Whats the bigger economic impact of having the tax ?

If the NYSE, Nasdaq, Amex and OTC are trading 2 Billion shares a day or more , like today, thats $ 500 Million Dollars PER DAY. If there are 260 trading days a year. Thats about 130  Billion dollars a year. If volumes drop because of the tax. It is still 10s of Billions of dollars per year.

Thats real money for the US Treasury. Thats also an annual payment towards the next time Wall Street screws up and we have a black swan event that no one planned on.

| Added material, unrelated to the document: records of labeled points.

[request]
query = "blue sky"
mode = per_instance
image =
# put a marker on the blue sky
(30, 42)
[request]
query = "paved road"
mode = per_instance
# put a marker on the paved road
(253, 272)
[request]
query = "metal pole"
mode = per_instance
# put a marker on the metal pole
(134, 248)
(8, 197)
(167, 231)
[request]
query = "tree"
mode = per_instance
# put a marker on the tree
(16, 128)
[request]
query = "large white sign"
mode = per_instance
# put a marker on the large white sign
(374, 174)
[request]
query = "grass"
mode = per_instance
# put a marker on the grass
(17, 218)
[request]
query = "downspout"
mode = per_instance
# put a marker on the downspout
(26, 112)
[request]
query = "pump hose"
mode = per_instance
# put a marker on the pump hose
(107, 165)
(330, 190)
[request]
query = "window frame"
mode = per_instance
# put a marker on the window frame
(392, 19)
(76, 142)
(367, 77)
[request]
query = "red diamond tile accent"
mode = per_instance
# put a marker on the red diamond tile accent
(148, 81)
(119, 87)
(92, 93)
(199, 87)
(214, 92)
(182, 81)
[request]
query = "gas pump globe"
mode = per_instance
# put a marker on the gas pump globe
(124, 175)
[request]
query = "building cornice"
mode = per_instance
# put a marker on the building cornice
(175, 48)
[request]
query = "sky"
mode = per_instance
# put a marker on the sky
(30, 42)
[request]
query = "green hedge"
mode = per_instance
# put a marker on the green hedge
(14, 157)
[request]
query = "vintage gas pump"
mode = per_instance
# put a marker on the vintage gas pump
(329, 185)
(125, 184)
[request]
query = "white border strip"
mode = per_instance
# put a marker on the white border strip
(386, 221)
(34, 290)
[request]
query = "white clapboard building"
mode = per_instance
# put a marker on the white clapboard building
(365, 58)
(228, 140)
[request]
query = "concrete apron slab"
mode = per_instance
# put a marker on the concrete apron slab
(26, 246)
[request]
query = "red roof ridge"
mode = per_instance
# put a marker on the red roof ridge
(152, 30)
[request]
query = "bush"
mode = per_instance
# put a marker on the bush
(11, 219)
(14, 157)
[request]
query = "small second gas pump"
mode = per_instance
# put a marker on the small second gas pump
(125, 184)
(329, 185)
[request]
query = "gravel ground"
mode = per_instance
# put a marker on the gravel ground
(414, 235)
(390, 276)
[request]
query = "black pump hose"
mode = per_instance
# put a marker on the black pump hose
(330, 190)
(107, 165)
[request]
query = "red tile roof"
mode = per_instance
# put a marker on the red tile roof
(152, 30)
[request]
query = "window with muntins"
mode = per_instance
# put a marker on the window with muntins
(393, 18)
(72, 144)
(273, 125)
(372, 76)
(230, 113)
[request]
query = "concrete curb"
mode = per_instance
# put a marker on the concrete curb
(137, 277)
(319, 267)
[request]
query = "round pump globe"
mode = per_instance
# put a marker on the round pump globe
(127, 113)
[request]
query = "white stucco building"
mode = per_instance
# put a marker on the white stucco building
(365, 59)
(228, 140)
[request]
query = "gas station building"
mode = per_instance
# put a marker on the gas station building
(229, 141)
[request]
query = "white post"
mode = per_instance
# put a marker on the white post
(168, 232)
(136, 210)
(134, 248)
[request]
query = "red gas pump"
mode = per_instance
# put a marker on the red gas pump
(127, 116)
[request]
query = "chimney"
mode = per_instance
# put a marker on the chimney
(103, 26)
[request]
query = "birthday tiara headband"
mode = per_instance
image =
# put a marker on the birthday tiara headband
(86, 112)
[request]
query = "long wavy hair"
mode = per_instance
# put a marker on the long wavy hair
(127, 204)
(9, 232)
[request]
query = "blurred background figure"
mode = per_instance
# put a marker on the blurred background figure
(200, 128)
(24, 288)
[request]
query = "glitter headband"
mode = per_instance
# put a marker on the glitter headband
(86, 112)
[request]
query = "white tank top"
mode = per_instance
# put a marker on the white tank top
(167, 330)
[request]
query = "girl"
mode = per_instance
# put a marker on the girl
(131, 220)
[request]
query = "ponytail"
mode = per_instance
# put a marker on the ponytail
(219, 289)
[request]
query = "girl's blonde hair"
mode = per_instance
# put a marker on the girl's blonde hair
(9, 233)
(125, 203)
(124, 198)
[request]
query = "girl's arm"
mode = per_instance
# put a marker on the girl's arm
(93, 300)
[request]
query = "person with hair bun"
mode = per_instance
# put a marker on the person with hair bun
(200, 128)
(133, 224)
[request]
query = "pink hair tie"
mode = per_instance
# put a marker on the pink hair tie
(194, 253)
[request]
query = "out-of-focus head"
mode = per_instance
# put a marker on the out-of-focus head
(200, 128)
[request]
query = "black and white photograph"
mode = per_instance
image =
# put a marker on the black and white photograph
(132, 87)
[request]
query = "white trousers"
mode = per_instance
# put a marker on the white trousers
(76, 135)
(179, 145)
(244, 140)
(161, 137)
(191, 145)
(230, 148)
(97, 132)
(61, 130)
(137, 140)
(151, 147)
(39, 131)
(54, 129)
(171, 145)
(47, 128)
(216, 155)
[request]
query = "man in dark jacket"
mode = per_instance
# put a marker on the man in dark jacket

Of course there has to be some fine print. You could reduce the tax per share for stocks under $5 dollars to 5cents. But i would leave it at 5cents even for stocks priced at pennies per share or less. This tax would act as a protection for investors and traders who get pitched unregulated penny stocks and who are more often than not the victims of rip off artists. It would minimize the pink sheet companies that trade billions of shares of stocks priced for pennies. Those companies that are legit, could do a reverse split to protect their investors. The others can go away. They probably shouldn’t be public anyway.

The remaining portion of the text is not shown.